Case in point: Lockheed Martin. Yes, the large government contractor is toeing the cutting edge with its involvement in areas such as quantum computing, but it’s also dealing with some very slow-moving government agencies. According Ravi Hubbly, a senior technology manager at Lockheed, his team is in the process of deploying Hadoop within its clients’ infrastructures less an an engine of innovation and more as a bandage to stop the bleeding from big data.
It’s the classic big data problem. Thanks to the myriad contact points agencies now have with their users, there’s just too much data, in too many new formats, coming way too fast. Hadoop in this case isn’t a replacement for existing systems or a support for a massive new enterprise-wide data warehouse underneath some new query tools. Rather, it’s like a data middleman that takes what other systems can’t handle and stores it, maybe processes it into a different format and then sends it back.
Programs such as Social Security and food stamps still run on mainframes and COBOL, others implemented enterprise data warehouses in the 1990s that are reaching their scalability limits, and none of it is going anywhere. In some cases, particularly for programs and applications that can’t go offline, the process is like “changing the engine of the train while the the train is still running,” Hubbly said.
How Lockheed might integrate Hadoop into a mainframe environments, from a presentation Hubbly gave in 2013.
If there’s a glimmer of hope for Hubbly’s team at Lockheed, it might be coming via data-preparation software from a startup called Trifacta. That company, like a handful of other startups including Paxata andTamr, is using machine learning and a relatively streamlined user experience to simplify the process of transforming data from its raw form into something that analytic software or applications can actually use. They’re in the same vain as legacy data-integration or ETL tools used to do, only a lot easier and designed with big data stores like Hadoop in mind.

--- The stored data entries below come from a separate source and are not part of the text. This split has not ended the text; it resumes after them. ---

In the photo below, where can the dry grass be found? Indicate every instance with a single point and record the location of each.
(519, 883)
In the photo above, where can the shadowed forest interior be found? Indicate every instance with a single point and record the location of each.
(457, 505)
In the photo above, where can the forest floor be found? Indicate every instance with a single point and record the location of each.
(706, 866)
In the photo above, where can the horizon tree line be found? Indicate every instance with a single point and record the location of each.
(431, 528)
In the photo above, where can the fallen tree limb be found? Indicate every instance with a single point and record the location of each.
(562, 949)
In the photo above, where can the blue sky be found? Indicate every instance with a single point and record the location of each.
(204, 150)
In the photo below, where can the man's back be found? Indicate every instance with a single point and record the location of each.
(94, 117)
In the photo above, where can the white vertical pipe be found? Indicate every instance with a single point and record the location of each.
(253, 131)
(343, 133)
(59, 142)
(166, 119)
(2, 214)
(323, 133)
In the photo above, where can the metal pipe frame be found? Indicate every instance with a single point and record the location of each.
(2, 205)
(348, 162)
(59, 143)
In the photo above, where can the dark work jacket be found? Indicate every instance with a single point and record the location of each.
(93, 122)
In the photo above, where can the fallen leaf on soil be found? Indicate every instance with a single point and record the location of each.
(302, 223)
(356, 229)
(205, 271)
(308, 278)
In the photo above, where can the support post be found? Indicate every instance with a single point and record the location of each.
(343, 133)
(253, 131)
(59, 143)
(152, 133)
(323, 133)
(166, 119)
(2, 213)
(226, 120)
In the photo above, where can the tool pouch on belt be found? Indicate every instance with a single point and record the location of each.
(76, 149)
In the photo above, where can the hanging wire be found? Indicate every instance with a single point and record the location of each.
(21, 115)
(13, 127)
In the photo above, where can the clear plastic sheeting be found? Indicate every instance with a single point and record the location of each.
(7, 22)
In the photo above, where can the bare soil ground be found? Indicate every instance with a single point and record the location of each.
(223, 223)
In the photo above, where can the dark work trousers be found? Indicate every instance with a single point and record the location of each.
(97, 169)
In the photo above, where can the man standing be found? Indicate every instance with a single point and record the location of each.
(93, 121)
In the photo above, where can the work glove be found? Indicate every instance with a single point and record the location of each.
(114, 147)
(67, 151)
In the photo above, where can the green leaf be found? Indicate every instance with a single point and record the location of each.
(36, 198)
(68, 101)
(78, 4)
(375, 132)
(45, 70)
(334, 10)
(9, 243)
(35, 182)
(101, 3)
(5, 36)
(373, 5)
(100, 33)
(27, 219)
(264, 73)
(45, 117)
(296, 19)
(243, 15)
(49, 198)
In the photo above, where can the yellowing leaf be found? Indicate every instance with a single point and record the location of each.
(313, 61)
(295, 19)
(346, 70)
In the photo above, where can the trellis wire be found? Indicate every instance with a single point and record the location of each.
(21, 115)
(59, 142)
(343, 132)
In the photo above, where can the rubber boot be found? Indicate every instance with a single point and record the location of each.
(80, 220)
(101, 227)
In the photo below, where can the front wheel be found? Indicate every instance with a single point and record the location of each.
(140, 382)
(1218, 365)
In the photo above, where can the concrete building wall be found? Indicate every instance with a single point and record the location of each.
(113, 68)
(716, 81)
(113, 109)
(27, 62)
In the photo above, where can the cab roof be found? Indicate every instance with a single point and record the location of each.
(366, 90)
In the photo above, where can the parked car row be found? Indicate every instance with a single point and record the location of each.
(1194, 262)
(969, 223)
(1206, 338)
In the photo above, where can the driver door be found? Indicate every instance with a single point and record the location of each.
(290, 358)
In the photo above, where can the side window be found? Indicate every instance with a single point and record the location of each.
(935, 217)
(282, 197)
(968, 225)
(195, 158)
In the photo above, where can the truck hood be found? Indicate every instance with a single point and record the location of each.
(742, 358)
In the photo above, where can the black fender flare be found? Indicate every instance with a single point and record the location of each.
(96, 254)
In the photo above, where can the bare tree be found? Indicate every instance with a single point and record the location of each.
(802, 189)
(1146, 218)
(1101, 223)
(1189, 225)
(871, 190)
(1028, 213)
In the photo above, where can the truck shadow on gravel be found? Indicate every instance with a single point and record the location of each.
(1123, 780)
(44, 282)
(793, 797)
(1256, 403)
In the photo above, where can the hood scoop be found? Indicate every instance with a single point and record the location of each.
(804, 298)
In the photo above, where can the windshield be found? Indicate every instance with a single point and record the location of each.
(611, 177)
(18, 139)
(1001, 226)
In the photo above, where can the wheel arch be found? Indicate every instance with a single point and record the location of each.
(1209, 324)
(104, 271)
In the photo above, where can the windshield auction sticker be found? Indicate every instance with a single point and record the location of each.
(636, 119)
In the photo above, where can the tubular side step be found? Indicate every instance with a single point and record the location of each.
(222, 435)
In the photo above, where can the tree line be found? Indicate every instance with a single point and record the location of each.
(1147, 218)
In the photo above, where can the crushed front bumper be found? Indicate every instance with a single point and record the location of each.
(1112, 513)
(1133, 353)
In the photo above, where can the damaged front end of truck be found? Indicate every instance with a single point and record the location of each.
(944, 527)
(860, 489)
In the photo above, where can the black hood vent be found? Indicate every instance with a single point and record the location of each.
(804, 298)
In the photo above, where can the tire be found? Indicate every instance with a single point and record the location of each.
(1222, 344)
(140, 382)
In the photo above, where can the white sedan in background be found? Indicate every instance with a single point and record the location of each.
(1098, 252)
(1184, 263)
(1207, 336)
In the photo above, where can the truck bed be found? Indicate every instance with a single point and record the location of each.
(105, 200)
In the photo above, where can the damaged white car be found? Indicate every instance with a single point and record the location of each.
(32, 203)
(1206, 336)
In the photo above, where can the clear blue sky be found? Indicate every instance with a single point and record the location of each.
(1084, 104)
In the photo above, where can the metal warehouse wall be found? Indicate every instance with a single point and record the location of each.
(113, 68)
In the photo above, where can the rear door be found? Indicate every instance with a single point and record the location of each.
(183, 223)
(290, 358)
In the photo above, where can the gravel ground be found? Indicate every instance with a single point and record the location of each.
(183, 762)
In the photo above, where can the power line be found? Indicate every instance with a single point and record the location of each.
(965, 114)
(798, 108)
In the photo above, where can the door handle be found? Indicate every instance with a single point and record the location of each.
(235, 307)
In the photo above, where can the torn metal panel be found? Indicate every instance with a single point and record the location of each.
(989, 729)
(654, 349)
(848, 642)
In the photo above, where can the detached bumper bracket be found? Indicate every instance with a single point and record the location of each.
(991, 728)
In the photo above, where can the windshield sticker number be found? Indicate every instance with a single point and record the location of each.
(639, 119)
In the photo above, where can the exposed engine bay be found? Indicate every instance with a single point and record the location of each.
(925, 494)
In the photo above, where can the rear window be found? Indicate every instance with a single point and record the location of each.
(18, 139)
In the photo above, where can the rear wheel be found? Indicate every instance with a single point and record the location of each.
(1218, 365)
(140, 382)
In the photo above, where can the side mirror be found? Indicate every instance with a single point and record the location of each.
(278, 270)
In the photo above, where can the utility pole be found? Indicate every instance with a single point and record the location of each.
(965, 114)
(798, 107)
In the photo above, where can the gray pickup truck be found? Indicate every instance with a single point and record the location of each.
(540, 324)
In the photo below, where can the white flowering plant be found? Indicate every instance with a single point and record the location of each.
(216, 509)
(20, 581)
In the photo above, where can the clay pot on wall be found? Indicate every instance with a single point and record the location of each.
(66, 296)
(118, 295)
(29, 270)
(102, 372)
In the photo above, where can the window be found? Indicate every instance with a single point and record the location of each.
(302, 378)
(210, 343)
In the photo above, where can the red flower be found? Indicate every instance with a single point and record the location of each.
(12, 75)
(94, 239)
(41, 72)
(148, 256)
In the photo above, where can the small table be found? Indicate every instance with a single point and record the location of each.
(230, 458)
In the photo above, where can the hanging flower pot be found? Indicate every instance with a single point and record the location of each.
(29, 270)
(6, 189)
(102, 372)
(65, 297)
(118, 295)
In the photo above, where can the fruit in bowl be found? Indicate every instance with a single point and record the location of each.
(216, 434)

Initially, Lockheed started using Trifacta to help its staff simplify the process of transforming data as it moves from place to place, while also ensuring that applications and end-users are getting the same results they would have received in the first place. But now clients are getting interested in what else they can do, Hubbly said. That’s in part because analysts can transform the data themselves without always having to rely on Lockheed or internal IT departments.
Some of the big data use cases often cited as low-hanging fruit are now coming into play. Agency analysts want to merge health care data and ecology data to see if there are important trends, and then maybe bring in a few other data sources, join it and start building predictive models. They’re now collaborating online and in real time rather than sharing results of their models via emails or reports, and things that used to take months are happening in weeks, Hubbly said.
“Data analytics has always been critical to Lockheed’s business, it’s just the traditional versus more modernized techniques,” he explained.
Now that agencies are getting a taste of what’s possible, they’re asking why their applications can’t work like those at Google or Facebook, and why they can’t predict important outcomes like those companies can predict what ads users want to see. It’s technically possible, Hubbly said, but conservative agencies and companies will first have to embrace the same technologies, concepts and, perhaps most importantly, mindsets.
“With growth of data, the amount of data scientists is now going to grow,” he noted, but they’ll be hamstrung without the right technologies and protocols in place. “… The technology is changing [and] the the organization structures within big companies … need to be agile enough to adapt.”